By law, the mission of the QIO Program is to improve the effectiveness, efficiency, economy, and quality of services delivered to Medicare beneficiaries.

While this has enabled them to conduct RAC-legacy reviews, in the interim where clinical judgment is a necessary part of determining overpayments, they are not however equipped to help Medicare safeguard against all payment errors that may arise in hospital billings. In addition, the QIO fixed fee payment structure will lead to higher costs to perform overpayment reviews and are contrary to national calls to move healthcare towards pay-for-performance models.

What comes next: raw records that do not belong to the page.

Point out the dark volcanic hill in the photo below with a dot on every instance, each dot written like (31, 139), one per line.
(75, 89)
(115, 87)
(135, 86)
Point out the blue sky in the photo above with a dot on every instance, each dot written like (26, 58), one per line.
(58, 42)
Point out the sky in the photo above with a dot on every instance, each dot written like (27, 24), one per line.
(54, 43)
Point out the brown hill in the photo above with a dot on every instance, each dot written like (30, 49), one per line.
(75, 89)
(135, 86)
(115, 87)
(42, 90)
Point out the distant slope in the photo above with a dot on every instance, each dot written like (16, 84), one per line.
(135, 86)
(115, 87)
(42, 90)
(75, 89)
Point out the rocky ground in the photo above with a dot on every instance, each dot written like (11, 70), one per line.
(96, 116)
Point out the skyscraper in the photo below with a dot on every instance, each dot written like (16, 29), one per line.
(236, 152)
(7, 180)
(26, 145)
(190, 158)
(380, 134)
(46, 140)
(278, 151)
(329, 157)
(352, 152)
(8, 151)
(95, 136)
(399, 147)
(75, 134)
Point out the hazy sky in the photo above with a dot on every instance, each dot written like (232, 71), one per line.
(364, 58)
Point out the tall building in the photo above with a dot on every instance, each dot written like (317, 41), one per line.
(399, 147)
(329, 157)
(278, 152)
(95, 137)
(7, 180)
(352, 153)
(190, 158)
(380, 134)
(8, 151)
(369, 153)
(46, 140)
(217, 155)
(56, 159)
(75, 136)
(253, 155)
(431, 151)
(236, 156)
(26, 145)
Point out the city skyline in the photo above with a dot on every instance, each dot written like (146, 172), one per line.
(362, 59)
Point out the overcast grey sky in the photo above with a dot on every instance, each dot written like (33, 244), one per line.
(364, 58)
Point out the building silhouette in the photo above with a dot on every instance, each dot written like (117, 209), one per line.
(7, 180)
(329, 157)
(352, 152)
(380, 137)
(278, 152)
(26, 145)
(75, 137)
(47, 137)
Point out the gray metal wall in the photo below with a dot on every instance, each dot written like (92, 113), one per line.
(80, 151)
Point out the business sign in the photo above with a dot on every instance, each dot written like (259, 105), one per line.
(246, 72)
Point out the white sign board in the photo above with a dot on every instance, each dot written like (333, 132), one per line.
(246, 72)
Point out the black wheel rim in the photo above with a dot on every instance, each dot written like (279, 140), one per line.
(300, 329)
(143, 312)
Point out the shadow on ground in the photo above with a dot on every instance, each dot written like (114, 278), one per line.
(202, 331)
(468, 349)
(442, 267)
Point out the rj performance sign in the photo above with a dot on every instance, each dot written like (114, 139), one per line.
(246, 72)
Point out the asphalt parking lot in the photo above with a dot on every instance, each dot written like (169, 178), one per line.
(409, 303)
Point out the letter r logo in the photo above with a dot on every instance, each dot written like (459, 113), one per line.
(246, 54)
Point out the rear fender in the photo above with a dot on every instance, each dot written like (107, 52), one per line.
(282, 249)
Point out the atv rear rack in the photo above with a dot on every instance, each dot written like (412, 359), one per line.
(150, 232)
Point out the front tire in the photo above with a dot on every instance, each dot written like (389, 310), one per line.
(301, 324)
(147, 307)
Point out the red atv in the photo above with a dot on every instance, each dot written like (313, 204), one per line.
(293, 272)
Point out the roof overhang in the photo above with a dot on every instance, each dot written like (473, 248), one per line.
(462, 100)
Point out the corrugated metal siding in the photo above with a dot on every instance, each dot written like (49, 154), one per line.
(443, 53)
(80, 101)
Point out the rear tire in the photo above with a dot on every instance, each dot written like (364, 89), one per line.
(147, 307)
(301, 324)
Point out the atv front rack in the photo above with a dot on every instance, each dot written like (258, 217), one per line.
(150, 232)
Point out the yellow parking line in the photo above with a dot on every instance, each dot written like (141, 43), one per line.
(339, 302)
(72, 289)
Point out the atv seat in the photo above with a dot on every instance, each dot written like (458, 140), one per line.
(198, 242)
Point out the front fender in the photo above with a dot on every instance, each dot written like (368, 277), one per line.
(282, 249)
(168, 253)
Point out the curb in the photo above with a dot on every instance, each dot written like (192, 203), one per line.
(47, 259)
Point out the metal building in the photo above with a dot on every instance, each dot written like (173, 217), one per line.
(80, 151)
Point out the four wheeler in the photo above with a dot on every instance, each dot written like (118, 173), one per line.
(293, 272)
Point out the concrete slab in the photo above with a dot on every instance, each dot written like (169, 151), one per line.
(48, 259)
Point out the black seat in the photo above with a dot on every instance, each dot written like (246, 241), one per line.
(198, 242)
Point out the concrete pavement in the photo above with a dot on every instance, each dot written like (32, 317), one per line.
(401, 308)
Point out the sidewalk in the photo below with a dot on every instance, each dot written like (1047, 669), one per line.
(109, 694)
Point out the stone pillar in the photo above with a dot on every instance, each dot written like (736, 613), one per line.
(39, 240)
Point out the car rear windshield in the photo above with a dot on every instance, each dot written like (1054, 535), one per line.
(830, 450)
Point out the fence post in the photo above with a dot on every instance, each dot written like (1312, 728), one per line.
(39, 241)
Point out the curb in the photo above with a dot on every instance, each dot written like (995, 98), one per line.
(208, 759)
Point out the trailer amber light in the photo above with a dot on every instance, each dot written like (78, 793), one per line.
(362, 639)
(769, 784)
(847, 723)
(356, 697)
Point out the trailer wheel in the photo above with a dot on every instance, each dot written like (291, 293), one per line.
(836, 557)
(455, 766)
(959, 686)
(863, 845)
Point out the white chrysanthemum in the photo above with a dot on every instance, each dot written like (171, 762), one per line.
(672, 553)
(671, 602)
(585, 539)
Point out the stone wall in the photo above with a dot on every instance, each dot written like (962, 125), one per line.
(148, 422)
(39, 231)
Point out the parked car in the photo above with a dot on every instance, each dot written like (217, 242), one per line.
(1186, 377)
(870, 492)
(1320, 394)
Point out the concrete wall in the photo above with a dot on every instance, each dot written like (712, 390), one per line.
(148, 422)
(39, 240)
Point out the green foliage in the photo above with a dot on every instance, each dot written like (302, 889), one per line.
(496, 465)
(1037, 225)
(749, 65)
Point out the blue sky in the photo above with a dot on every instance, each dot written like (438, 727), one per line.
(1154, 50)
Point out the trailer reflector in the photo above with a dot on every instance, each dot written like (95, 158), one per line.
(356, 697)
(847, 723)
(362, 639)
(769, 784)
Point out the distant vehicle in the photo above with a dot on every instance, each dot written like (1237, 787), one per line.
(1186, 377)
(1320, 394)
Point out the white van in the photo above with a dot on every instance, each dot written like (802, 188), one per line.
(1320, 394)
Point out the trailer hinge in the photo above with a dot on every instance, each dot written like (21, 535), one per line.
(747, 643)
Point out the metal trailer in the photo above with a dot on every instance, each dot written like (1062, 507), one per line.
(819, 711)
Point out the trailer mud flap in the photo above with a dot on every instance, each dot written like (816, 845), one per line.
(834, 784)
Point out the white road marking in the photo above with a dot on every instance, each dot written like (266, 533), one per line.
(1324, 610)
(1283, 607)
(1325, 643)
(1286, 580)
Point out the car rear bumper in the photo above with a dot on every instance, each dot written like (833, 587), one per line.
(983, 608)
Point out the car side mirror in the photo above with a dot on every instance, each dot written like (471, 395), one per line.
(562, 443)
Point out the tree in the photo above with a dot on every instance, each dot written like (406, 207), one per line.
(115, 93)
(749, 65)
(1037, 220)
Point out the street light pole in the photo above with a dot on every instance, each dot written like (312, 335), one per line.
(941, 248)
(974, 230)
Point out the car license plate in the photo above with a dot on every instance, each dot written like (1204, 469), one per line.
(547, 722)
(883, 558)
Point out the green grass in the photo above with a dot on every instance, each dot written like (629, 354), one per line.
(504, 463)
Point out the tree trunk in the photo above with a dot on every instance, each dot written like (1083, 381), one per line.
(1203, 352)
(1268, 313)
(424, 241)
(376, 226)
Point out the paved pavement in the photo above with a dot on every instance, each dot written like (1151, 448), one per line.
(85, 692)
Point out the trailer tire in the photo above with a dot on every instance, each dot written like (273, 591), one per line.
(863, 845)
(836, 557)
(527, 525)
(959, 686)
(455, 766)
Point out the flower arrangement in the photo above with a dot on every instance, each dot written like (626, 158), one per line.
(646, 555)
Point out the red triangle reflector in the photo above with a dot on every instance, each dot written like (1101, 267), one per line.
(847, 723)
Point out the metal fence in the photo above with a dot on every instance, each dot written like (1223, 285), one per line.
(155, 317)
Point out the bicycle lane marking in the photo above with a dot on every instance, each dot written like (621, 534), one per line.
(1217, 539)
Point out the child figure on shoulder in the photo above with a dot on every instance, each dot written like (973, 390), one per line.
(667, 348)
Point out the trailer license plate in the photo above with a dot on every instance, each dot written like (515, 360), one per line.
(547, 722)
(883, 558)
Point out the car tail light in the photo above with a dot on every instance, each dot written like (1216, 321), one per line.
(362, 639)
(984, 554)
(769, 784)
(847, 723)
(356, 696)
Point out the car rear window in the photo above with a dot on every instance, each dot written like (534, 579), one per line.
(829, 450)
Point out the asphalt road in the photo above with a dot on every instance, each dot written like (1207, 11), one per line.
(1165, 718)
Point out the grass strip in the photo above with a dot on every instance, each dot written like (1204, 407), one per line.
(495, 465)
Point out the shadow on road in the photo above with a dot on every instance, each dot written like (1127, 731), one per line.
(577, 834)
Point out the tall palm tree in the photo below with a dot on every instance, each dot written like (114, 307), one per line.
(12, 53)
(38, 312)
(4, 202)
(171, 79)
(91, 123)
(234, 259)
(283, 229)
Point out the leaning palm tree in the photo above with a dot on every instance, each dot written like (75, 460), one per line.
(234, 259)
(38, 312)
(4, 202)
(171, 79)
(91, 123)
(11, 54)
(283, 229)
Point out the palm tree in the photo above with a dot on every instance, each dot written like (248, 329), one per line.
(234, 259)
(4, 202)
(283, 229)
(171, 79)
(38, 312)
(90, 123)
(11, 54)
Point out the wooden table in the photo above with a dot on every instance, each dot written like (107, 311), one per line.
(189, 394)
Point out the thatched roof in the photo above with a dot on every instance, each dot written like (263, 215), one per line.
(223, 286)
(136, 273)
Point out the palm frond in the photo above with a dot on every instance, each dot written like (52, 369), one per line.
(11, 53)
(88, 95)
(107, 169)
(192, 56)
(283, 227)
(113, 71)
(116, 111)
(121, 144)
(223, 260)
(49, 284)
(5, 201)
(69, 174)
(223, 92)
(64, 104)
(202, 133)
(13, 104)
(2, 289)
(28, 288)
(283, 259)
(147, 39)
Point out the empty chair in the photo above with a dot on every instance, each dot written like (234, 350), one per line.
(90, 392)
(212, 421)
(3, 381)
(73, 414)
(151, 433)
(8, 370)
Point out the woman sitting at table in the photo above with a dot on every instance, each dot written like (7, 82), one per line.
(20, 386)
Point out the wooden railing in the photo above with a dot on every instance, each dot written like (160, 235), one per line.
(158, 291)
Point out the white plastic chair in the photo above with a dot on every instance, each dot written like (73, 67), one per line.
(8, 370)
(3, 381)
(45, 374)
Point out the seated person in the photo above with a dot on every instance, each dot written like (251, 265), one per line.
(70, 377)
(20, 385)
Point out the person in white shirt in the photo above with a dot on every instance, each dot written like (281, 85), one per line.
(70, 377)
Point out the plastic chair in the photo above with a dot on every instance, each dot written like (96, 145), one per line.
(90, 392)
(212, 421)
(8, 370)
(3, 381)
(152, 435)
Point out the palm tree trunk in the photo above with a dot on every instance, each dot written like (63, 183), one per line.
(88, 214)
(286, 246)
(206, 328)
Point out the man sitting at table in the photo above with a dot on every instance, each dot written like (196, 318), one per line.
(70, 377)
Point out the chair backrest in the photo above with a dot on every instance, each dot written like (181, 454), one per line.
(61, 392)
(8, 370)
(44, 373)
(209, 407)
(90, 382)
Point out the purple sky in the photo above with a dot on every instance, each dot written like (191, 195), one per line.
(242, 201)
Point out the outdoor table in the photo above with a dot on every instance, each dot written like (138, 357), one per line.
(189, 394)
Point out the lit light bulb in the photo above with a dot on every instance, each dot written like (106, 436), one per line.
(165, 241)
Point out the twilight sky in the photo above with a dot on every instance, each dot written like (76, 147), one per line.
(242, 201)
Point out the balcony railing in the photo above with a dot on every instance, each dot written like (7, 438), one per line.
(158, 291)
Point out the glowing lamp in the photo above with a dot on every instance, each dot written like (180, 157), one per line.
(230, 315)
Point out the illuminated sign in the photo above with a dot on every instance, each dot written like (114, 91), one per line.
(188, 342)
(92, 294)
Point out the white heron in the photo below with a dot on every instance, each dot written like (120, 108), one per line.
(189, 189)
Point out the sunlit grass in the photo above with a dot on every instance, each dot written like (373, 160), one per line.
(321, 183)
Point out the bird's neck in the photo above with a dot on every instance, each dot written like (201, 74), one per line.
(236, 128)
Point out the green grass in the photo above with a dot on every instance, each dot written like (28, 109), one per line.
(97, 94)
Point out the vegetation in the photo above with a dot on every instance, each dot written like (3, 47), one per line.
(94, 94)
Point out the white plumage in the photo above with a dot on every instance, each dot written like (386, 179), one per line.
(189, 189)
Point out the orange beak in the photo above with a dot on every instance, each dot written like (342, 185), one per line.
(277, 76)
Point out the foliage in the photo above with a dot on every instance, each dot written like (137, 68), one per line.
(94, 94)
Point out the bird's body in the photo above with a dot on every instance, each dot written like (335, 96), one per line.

Unfortunately, the AHA has a significant incentive to continue attacks on the RAC program. Over the past three years, Medicare providers have enjoyed an audit holiday due to significant restrictions placed on Medicare billing oversight. During this time, only 5 percent of Medicare fee-for-service claims have been reviewed for billing accuracy and as a result, the program has lost more than $120 billion in overpayments due to ongoing provider billing errors.

Meanwhile, Chief Administrative Law Judge Nancy Griswold, the HHS Office of the Inspector General and the Government Accountability Office(GAO) have all reported that providers are responsible for causing the Medicare appeals backlog.

The GAO reports that among the four levels of appeal, Level 3 (ALJ) experienced a sharp and sudden increase in appeals overall, as well as the largest increase in Part A appeals. This increased 2,000 percent between fiscal years 2010 and 2014.

This spike in appeals has been attributed to a number of providers, called “frequent filers,” intentionally working to game the system by appealing all claims at the ALJ in an effort to secure a different ruling. Judges at the ALJ level are afforded wide discretion in their rulings, do not have to follow Medicare policy, and can review new evidence that was not previously shared with the earlier levels of appeal.

In Congressional testimony, Chief ALJ Nancy Griswold shared that 51 percent of appeals filed in 2015 were filed by the same five appellants.

Despite dire predictions about Medicare’s financial future, the AHA seems to be working on overdrive to further restrict Medicare payment oversight so billions in much needed program resources fund their member’s bottom lines instead of extending full coverage and care for American seniors.

Ultimately, Medicare solvency concerns must be a shared responsibility among all Medicare stakeholders. Therefore, we must have balance between program integrity efforts and due process. Program integrity, quality of care and Medicare financial solvency should not suffer while appeals reform continues to evolve.

For the Medicare appeals backlog to be addressed, there must be meaningful reform of the actual appeals process. First, there must be mutual accountability for all appellants. We agree with Chief Administrative Law Judge Nancy Griswold, who recommended, a tiered, volume-based refundable filing fee be imposed on appellants to curb documented frequent filers. Other reforms should include limits on the introduction of new evidence, transparency in audit scenarios and consistent education for all those who are determining cases.

The Medicare appeals backlog can only be reduced by addressing the systemic issues, not by hampering effective Medicare program oversight.